Fresh findings on survival science for seed
It took two years and nearly 5000 fiddly, time-consuming tests, but science has proven there’s only one way to really look after a tiny organism underpinning your farm business. And how we package and deliver it to you is part of on-going research.
Behind our recent warnings to farmers - to make sure your ryegrass seed comes from the right, informed supplier - there’s been a lot of testing ‘under the bonnet’ into seed quality and packaging.
This Insight is about a challenge unique to New Zealand – how to keep endophyte alive and well between the time it leaves a seed growers’ paddock, and the time it’s sown on your farm.
From polypropylene and perishability to flourishing pasture, here’s why stewardship matters.
Cool customer
Endophyte is very fussy about where it lives when it is not actively growing in ryegrass. Its Goldilocks survival zone is 4oC with 30% relatively humidity. In other words, cold, and drier than you can imagine.
Barring places like the Gobi Desert, nature rarely provides. The closest we might get here is a clear winter morning in the Mackenzie Basin.
Endophyte’s sensitivity to heat and especially humidity is the main reason so much NZ grass seed comes in polypropylene bags.
The rest of the world is moving to paper. But we haven’t, because the rest of the world (except Australia) doesn’t use endophyte like we do. And until recently, no-one knew how long endophyte would survive here in paper-based packaging.
Remember, for most ryegrass, there’s at least 12 months between seed harvest, and sale.
Dead endophyte = dead pasture. Not good. But polypropylene = farm waste. Also not good. Time to call in the scientists.
Bags of data
Six different types of bag. Two perennial ryegrass cultivars, each with a different endophyte. Three storage environments. Three replicates. Four performance metrics.
Those looking for answers to the question of plastic vs paper seed packaging were nothing if not thorough when they set up their study in 2023.

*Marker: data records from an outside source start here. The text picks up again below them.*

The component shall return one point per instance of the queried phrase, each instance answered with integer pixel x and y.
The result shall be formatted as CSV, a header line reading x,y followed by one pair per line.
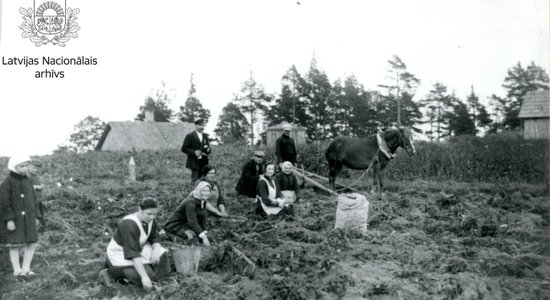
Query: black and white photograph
x,y
274,149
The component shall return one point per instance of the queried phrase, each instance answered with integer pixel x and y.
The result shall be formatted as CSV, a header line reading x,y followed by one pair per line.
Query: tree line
x,y
345,107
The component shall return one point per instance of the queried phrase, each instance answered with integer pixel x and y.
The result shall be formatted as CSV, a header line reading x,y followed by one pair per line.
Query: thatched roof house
x,y
298,133
136,135
535,115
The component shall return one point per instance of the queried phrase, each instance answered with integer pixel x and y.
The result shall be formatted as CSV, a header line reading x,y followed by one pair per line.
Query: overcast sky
x,y
139,44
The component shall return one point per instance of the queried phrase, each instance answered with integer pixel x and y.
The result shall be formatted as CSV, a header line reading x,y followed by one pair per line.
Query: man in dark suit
x,y
250,175
197,148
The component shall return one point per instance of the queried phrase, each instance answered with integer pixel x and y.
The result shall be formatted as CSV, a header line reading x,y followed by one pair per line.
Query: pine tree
x,y
401,88
193,109
318,92
252,102
291,105
478,111
438,104
517,83
232,124
460,120
158,103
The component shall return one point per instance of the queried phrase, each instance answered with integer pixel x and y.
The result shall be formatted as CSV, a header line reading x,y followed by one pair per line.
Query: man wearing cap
x,y
250,175
285,150
197,148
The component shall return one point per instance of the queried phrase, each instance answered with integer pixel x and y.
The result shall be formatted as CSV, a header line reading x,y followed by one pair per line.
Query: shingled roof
x,y
536,104
136,135
280,126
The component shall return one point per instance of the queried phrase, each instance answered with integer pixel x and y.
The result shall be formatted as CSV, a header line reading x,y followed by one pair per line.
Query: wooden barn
x,y
148,135
298,133
535,115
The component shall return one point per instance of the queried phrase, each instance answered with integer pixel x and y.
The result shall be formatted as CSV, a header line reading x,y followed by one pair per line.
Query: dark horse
x,y
358,153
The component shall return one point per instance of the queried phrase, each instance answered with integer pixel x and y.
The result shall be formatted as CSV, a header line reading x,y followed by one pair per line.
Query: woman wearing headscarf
x,y
269,200
188,221
288,183
19,214
134,252
216,201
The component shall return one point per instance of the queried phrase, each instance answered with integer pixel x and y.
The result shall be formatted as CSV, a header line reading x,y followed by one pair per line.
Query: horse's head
x,y
406,140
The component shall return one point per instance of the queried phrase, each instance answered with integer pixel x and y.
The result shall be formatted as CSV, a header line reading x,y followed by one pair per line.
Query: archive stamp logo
x,y
49,22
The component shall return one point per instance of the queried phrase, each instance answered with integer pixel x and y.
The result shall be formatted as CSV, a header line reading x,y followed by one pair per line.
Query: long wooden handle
x,y
241,255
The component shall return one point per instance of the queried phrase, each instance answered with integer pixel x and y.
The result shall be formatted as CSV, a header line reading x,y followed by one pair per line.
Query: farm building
x,y
148,135
274,132
535,115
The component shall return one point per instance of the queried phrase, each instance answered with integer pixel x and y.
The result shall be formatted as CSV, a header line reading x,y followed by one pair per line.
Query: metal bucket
x,y
186,258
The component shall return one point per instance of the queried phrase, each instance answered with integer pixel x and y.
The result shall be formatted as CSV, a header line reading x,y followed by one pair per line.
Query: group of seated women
x,y
134,253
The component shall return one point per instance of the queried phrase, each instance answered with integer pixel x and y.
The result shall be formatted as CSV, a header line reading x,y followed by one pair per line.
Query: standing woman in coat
x,y
19,214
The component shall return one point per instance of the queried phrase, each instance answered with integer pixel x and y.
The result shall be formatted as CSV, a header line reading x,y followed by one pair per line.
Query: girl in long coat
x,y
19,215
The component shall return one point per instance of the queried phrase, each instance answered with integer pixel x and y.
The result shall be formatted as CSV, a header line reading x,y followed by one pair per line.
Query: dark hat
x,y
36,163
259,154
207,169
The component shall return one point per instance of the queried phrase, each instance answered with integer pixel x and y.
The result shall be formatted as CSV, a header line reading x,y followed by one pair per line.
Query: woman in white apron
x,y
216,200
269,200
288,183
188,220
134,252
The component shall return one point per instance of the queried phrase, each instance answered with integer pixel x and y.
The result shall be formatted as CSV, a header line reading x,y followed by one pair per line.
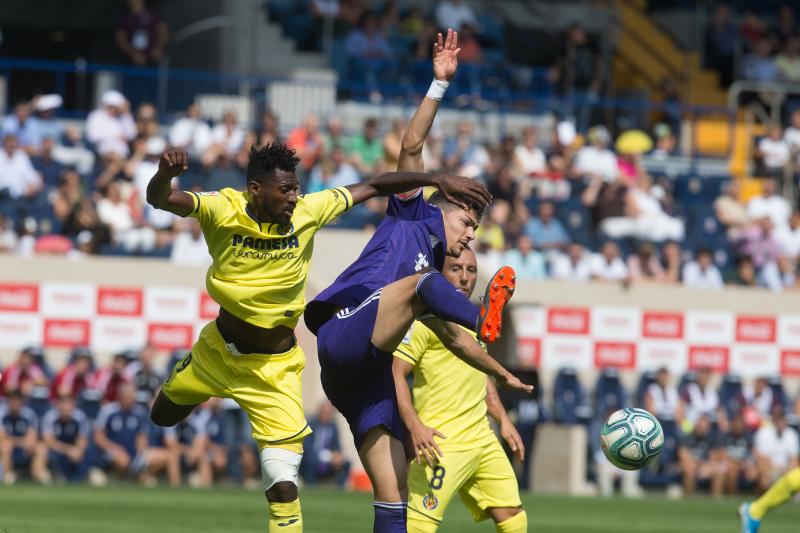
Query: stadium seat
x,y
570,405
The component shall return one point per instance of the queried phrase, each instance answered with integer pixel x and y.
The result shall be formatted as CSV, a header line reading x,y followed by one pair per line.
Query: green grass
x,y
122,509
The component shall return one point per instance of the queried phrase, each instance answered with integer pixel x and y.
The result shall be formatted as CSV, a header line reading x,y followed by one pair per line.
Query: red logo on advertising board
x,y
615,354
755,329
170,336
66,332
713,357
790,363
208,307
662,325
119,302
21,298
529,351
574,320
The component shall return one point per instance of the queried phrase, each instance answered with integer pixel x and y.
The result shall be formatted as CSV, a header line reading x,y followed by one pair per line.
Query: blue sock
x,y
389,517
445,301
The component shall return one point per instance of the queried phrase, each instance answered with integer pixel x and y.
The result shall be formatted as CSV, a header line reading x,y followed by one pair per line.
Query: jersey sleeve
x,y
209,206
414,344
325,206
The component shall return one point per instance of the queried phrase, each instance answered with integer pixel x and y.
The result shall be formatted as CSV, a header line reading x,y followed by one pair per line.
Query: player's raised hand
x,y
445,56
173,163
453,187
425,447
512,438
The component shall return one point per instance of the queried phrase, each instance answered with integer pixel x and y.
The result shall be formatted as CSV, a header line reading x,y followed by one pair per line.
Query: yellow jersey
x,y
259,270
449,395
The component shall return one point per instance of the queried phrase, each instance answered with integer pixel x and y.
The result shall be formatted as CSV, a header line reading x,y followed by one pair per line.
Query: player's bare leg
x,y
384,460
166,413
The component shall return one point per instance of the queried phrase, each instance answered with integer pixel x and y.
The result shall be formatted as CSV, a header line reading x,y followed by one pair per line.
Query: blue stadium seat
x,y
570,405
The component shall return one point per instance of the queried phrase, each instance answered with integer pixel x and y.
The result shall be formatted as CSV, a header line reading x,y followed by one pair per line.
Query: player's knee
x,y
279,472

Led by Lincoln University’s Dr Aung Myo Thant, and funded by the Seed Industry Research Centre, they repeatedly tested seed moisture content, germination, vigour and endophyte viability over two years of storage.

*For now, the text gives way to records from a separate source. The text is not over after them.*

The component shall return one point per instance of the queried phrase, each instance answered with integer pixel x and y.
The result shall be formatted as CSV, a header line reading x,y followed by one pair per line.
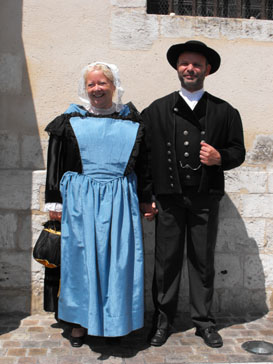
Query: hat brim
x,y
211,55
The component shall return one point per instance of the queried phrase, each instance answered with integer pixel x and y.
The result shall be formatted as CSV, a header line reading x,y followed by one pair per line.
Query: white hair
x,y
82,92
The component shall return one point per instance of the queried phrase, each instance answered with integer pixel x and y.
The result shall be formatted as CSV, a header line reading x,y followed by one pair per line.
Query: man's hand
x,y
149,210
209,155
55,215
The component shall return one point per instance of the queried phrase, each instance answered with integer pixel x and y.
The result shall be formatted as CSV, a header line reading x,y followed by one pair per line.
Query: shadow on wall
x,y
240,294
20,155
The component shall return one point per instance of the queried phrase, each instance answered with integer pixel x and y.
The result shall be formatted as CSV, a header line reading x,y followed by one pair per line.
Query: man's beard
x,y
192,85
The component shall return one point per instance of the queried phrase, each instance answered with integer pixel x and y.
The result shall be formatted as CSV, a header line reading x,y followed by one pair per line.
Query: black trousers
x,y
194,216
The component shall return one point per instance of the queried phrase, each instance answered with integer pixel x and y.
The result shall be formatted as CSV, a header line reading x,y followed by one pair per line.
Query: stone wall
x,y
44,48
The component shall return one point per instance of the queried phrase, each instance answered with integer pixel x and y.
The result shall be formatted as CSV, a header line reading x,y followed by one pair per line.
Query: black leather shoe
x,y
210,336
115,340
160,337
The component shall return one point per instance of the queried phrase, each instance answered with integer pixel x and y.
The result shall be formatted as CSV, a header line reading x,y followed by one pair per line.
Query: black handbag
x,y
47,249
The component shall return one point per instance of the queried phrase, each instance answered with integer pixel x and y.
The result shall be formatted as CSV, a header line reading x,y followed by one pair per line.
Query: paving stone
x,y
38,339
37,351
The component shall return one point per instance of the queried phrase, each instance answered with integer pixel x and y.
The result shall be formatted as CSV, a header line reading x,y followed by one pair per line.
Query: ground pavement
x,y
38,339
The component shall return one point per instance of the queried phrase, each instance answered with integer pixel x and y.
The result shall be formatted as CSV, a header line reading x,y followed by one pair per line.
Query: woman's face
x,y
100,89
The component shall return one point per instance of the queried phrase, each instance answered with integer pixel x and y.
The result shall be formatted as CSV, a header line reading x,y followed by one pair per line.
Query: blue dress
x,y
102,252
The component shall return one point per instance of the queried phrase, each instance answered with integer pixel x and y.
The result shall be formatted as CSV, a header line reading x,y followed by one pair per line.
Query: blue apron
x,y
102,251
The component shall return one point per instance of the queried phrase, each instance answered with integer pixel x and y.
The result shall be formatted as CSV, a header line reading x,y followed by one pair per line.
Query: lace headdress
x,y
82,93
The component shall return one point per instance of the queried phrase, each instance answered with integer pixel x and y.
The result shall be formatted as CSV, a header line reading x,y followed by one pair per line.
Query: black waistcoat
x,y
189,132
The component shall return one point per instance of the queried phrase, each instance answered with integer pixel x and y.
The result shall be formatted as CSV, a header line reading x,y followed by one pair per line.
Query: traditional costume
x,y
92,160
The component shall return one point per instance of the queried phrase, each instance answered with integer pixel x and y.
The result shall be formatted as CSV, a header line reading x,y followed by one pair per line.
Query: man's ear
x,y
208,69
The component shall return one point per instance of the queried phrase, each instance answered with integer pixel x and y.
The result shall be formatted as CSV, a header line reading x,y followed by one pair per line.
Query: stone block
x,y
38,181
37,221
228,271
15,270
133,29
266,261
254,277
262,151
9,150
230,206
270,181
269,235
246,180
129,3
32,153
15,189
9,225
257,205
240,300
11,73
257,30
209,26
176,26
237,235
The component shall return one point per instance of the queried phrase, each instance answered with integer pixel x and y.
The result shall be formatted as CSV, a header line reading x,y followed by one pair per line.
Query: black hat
x,y
211,55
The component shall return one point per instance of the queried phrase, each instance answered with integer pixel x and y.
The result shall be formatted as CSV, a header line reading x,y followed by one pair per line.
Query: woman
x,y
94,152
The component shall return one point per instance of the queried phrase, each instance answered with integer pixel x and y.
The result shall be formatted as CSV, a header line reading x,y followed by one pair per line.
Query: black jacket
x,y
64,155
223,131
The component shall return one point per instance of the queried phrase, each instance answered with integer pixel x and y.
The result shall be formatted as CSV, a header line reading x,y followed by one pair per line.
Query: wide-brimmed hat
x,y
211,55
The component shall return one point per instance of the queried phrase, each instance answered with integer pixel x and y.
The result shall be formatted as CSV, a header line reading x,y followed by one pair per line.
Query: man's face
x,y
192,68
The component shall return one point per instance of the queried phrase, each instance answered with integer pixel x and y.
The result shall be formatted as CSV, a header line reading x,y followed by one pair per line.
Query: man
x,y
192,138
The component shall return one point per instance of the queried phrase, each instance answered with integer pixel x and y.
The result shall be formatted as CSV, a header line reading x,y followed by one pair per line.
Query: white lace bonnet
x,y
82,87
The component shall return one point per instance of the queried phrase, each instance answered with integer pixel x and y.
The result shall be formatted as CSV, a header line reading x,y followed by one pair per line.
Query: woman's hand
x,y
149,210
55,215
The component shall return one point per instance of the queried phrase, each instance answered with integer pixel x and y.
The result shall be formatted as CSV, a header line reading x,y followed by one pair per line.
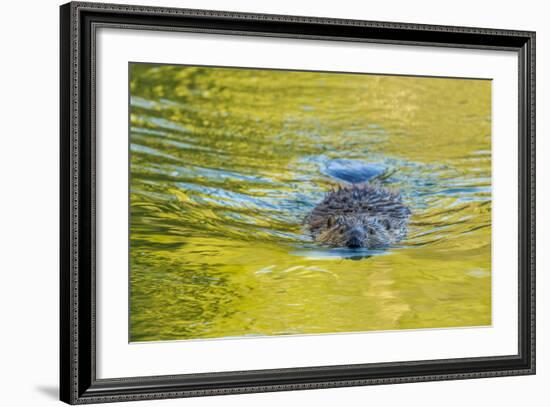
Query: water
x,y
225,164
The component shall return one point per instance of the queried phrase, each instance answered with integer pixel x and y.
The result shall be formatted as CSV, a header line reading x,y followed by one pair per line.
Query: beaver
x,y
365,215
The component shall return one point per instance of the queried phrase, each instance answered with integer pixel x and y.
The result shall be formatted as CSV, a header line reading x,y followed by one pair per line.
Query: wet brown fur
x,y
359,216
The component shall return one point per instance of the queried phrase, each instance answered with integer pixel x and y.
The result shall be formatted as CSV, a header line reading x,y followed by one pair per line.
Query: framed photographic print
x,y
256,203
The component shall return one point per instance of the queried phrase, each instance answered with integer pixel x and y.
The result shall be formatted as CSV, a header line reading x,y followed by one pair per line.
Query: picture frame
x,y
79,382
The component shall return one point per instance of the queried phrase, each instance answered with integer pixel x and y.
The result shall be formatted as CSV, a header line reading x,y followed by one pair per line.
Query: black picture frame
x,y
78,382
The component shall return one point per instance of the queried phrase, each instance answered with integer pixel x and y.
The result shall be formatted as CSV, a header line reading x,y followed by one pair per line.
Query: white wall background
x,y
29,163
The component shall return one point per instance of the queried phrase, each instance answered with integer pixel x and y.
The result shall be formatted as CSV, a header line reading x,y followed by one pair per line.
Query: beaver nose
x,y
353,243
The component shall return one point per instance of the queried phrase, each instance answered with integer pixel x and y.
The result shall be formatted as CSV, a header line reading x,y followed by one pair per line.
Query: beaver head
x,y
356,231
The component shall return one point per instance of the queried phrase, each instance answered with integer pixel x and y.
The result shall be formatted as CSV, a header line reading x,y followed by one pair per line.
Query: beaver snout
x,y
355,241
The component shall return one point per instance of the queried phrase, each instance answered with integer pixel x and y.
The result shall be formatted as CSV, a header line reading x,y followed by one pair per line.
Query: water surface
x,y
225,164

The key takeaway of all this work for any Kiwi farmer who depends on endophytic seed for pasture performance and persistence? Storage before it gets to you is everything. Packaging made no significant difference.
What they said
“Endophyte viability was the quality factor most influenced by storage environment,” the scientists reported.
“In cool storage, the viability of both endophyte strains after one year of storage did not differ from that before storage and viability did not differ among bag types.

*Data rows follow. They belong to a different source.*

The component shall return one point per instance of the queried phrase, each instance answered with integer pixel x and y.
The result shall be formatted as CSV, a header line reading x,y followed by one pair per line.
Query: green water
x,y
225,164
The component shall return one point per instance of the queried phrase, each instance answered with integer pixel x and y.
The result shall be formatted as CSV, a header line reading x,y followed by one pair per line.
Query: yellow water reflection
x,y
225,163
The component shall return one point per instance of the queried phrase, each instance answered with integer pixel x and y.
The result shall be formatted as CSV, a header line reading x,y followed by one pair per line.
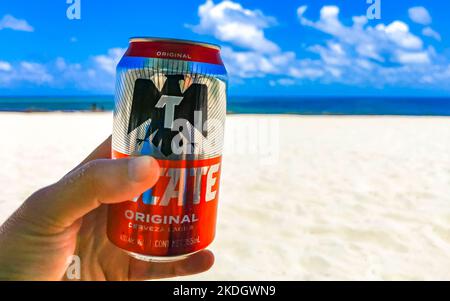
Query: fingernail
x,y
140,168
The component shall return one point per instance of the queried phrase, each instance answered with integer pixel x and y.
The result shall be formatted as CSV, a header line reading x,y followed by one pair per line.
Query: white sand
x,y
349,198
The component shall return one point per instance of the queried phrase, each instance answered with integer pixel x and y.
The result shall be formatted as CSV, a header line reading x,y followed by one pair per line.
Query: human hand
x,y
69,217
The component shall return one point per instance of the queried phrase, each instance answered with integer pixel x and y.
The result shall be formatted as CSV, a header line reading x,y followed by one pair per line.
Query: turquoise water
x,y
254,105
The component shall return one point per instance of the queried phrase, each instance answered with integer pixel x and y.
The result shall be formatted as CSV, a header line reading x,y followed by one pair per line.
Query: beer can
x,y
170,103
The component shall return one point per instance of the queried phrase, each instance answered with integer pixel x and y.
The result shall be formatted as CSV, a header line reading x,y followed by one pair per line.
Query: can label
x,y
170,110
177,216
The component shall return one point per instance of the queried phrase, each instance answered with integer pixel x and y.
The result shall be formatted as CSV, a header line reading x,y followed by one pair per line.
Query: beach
x,y
329,198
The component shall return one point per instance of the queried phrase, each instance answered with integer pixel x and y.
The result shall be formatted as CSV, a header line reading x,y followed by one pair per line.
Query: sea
x,y
254,105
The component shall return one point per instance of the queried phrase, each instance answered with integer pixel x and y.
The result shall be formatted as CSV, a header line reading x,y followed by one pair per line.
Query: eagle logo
x,y
166,106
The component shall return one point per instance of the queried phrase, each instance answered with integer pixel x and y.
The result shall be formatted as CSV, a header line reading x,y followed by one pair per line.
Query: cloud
x,y
9,22
429,32
420,14
229,22
96,74
392,43
5,66
364,55
25,71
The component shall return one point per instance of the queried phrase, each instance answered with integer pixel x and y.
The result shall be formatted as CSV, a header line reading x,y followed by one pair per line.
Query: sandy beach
x,y
346,198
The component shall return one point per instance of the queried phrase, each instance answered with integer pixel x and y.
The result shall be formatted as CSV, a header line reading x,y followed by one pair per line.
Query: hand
x,y
69,217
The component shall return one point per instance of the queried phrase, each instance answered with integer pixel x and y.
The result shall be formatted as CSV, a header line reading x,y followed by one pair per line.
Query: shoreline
x,y
343,197
237,114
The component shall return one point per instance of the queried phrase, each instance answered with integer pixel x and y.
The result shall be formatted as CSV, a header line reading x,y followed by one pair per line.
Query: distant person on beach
x,y
69,217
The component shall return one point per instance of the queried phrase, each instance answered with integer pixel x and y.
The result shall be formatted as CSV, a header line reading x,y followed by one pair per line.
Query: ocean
x,y
254,105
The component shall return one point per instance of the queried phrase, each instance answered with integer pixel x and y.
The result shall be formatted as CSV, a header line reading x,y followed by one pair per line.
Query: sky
x,y
270,48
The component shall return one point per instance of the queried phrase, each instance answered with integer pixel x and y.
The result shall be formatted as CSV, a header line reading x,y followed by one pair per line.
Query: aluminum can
x,y
170,103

“However endophyte viability had declined rapidly in both ambient and warm storage conditions with higher temperature accelerating the loss.
“Only cool storage was able to maintain viability above 70%, the commercial threshold for endophyte-infected perennial ryegrass seeds.”
For ‘cool’, see Goldilocks zone/Gobi Desert above.
Ambient translates to 15-25oC, with 65% relative humidity, similar to inside a storage shed in the upper North Island in autumn. Warm is 25℃, with 80% relative humidity – think Fiji in the wet season.
What they did
Testing seed to confirm the presence of endophyte is relatively quick and easy. Finding out whether it’s alive and over the 70% commercial threshold is a different story!
For this, you have to sow seed in a glasshouse, wait five to six weeks for it to grow, then hand cut a random selection of baby tillers and check whether endophyte is in the plant tissue.
Renowned seed scientist Dr Phil Rolston, from the Seed Industry Research Centre, worked with Dr Thant on the project, and they say the team had to process a total of 4800 tillers to ensure robust endophyte data.
So far they’ve only reported the first year of results for seed quality and endophyte viability. More findings will follow.
The team is also now looking into the relative material strength of paper seed packaging, and critically, its carbon footprint. Whether paper bags are actually more emissions friendly than plastic remains to be seen – all have to be imported.
Due diligence
All you have to do is look at a dead pasture to realise the risk of sowing perennial ryegrass seed which has lost endophyte during storage.
If you’d rather avoid it altogether, make sure whatever seed you buy this autumn has been properly cool stored from harvest to dispatch.
We’re heavily invested in getting endophytic seed to you in perfect condition, with industry-leading cool storage facilities in both the North and South Island, because we want you to succeed.